Я повспоминал с требником на груди, с котенком под мышкой, с тем и уснул. А в полдень, когда солнце стояло уже высоко, хозяйка разбудила картошки накопать. Лопата была оттянута, огненно отточена и смутно мне напоминала «то». Я даже сплюнул от досады и вонзил ее под куст.

Казан с картошкой поставили на печурку. Я раздул огонь и курил, глядя на пламя. Дым путался в акации, сгоняя пчел. Что-то мешало радоваться. Я думал, думал, не понимая — что.

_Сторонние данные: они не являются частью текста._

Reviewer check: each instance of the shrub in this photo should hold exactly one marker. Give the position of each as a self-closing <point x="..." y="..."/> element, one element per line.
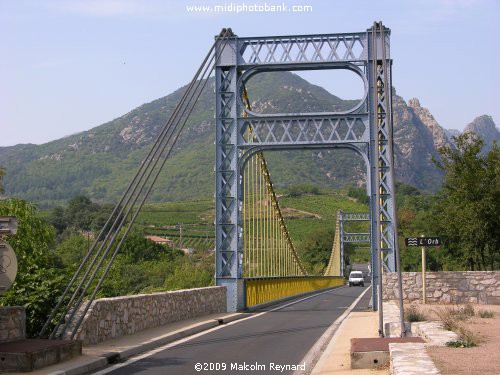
<point x="486" y="313"/>
<point x="413" y="314"/>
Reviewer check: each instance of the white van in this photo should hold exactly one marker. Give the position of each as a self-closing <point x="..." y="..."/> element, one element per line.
<point x="356" y="278"/>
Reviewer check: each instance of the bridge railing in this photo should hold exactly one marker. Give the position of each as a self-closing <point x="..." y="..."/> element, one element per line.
<point x="266" y="289"/>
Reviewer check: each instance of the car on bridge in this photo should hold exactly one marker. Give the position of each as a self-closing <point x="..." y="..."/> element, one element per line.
<point x="356" y="278"/>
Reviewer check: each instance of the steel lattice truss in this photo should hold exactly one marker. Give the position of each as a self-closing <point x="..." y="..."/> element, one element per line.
<point x="356" y="216"/>
<point x="364" y="129"/>
<point x="356" y="237"/>
<point x="303" y="49"/>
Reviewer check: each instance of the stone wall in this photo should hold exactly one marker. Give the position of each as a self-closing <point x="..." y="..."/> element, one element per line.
<point x="113" y="317"/>
<point x="12" y="323"/>
<point x="446" y="287"/>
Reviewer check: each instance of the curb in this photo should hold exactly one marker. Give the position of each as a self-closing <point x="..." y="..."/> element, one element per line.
<point x="109" y="358"/>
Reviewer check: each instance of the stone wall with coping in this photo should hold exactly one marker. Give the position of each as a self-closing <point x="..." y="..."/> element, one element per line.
<point x="481" y="287"/>
<point x="12" y="323"/>
<point x="109" y="318"/>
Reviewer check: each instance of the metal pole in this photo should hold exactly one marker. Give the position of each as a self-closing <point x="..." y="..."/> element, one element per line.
<point x="424" y="266"/>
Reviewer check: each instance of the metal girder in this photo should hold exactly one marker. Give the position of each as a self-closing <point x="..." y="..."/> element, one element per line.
<point x="356" y="237"/>
<point x="363" y="128"/>
<point x="356" y="216"/>
<point x="315" y="49"/>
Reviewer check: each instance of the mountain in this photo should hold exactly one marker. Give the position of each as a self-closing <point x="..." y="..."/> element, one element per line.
<point x="100" y="162"/>
<point x="485" y="128"/>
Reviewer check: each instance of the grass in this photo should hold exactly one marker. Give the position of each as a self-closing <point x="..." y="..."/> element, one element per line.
<point x="413" y="314"/>
<point x="197" y="218"/>
<point x="454" y="319"/>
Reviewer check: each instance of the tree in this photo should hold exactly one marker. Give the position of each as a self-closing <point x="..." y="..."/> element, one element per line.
<point x="467" y="212"/>
<point x="2" y="174"/>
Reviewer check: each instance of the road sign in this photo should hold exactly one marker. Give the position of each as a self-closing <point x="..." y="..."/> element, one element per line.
<point x="8" y="266"/>
<point x="8" y="225"/>
<point x="423" y="241"/>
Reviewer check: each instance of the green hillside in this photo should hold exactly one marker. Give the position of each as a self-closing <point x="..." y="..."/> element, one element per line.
<point x="100" y="162"/>
<point x="307" y="217"/>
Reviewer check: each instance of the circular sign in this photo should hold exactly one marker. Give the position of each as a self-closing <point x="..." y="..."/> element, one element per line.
<point x="8" y="266"/>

— Ну, Феликс Васильевич, — сказал хозяин, — картоха молоденькая, впервой в этом году будем вкушать. Дожили.

«А вот он не вкусит!» — вскричало во мне, но я зло прогнал эту мысль и сел за стол. Я ел, а Фатеич все более заполнял меня, голодный, больной, в темноте (ведь свет обрезали). Я видел желтый труп в тряпье и крик попугая над ним: «Старый ду-р-р-а-а-к». И почему-то перед глазами стояли черные свиньи. «Не тебе судить, вспомни о Ванятке, о лагерях, о захороненных без гробов невинных».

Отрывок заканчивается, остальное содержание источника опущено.